I first glue the back plate to the spinner with a small amount of PVA ensuring the spinner/backplate seam is fully closed and will represent the finished look. Note that I build 1/48 and I spend quite some time dry-fitting the prop components to ensure everything will go back together nicely when fully painted.  I then complete painting and decaling as required. Once finished, I gently separate the spinner and its backplate and remove all trace of PVA with pointed tweezers, toothpick and a scalpel blade.

 

I have found the separation of the spinner and backplate has not been a problem and have not had to resort to a scalpel blade to ensure neat paint separation unless there is a decal over the parting seam. Paints are airbrushed, so the coats are not excessive, starting with an undercoat, my usual Mr Finishing Surfacer 1500 (thinned with Mr Levelling thinners), before Tamiya or Gunze top coats and a Gunze GX100 gloss coat for decals.  Sometimes I do cut the decal spiral if required depending on the nature of the decal itself although like @Tail-Dragon I'm tending to paint more spirals with a similar technique as he described.
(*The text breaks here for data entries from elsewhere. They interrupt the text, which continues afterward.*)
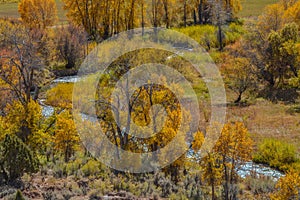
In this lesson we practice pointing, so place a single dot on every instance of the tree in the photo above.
(235, 147)
(70, 45)
(16, 158)
(65, 138)
(292, 13)
(239, 75)
(22, 62)
(212, 171)
(288, 186)
(38, 13)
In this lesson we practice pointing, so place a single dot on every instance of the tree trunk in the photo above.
(200, 12)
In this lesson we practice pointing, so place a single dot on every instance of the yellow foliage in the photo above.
(292, 14)
(235, 142)
(26, 122)
(288, 187)
(60, 95)
(271, 19)
(198, 141)
(66, 139)
(38, 13)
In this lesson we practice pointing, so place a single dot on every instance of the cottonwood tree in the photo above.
(20, 66)
(239, 75)
(70, 45)
(65, 138)
(288, 186)
(16, 159)
(235, 147)
(22, 62)
(38, 13)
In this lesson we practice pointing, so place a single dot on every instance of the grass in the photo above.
(253, 8)
(10, 10)
(267, 120)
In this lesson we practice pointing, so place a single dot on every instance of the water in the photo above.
(250, 168)
(247, 169)
(67, 79)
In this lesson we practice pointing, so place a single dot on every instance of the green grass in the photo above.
(253, 8)
(10, 10)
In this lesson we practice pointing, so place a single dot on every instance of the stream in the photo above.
(247, 169)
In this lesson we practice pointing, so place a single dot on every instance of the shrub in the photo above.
(91, 168)
(276, 153)
(19, 195)
(16, 158)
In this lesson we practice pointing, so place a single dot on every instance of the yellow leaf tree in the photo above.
(288, 187)
(235, 147)
(38, 13)
(66, 139)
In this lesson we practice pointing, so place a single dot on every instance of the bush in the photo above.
(91, 168)
(16, 158)
(276, 153)
(19, 195)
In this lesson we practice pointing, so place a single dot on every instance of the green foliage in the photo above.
(19, 196)
(16, 158)
(276, 153)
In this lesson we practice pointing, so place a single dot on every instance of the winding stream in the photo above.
(247, 169)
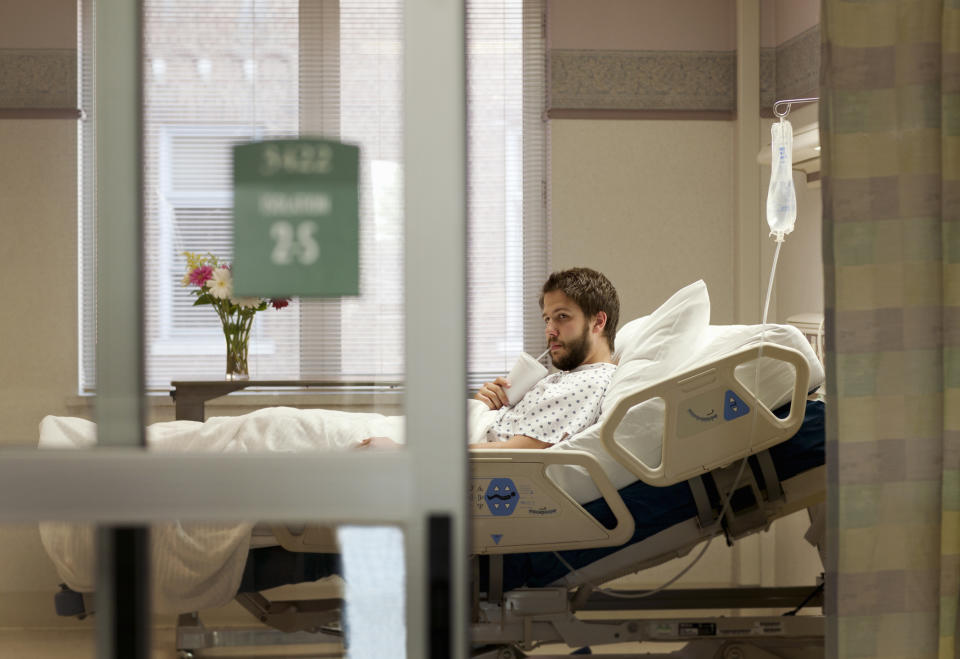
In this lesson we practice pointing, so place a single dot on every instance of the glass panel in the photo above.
(263, 589)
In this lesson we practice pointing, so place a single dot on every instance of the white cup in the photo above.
(524, 374)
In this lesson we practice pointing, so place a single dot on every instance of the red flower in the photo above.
(201, 275)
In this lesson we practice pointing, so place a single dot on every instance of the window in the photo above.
(218, 74)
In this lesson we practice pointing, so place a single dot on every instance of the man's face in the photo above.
(567, 331)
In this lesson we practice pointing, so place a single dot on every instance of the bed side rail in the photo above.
(516, 507)
(709, 417)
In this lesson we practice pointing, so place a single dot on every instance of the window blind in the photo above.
(226, 72)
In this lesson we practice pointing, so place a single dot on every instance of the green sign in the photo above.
(295, 219)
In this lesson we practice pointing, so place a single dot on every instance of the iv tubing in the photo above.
(773, 271)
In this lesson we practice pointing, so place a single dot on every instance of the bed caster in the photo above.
(733, 652)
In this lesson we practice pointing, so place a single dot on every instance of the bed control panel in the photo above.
(509, 497)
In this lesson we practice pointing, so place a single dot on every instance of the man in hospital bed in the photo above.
(580, 313)
(201, 566)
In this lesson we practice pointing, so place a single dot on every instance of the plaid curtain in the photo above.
(890, 131)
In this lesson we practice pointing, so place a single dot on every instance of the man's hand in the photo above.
(378, 443)
(493, 394)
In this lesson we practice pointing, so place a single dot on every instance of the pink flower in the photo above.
(201, 275)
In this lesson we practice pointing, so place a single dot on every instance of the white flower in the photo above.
(221, 284)
(246, 302)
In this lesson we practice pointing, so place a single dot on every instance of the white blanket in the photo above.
(197, 566)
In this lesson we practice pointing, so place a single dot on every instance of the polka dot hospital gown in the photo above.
(559, 406)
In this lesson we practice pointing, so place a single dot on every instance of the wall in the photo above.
(648, 202)
(38, 260)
The key is to get that spinner in it's own right to work on it, if the kit allows this. When I assemble the prop I glue the components using CA while avoiding the spinner to backplate seam.

 

It ends up a little project in its own right and I too tend to do this early in the build.

 

You will always get a kit where this will not work and unless it is a wonderful decal as supplied, it's back to pre-trimming or cutting decals and/or decal solvents or masking, some cursing may help, or a combination of all these techniques.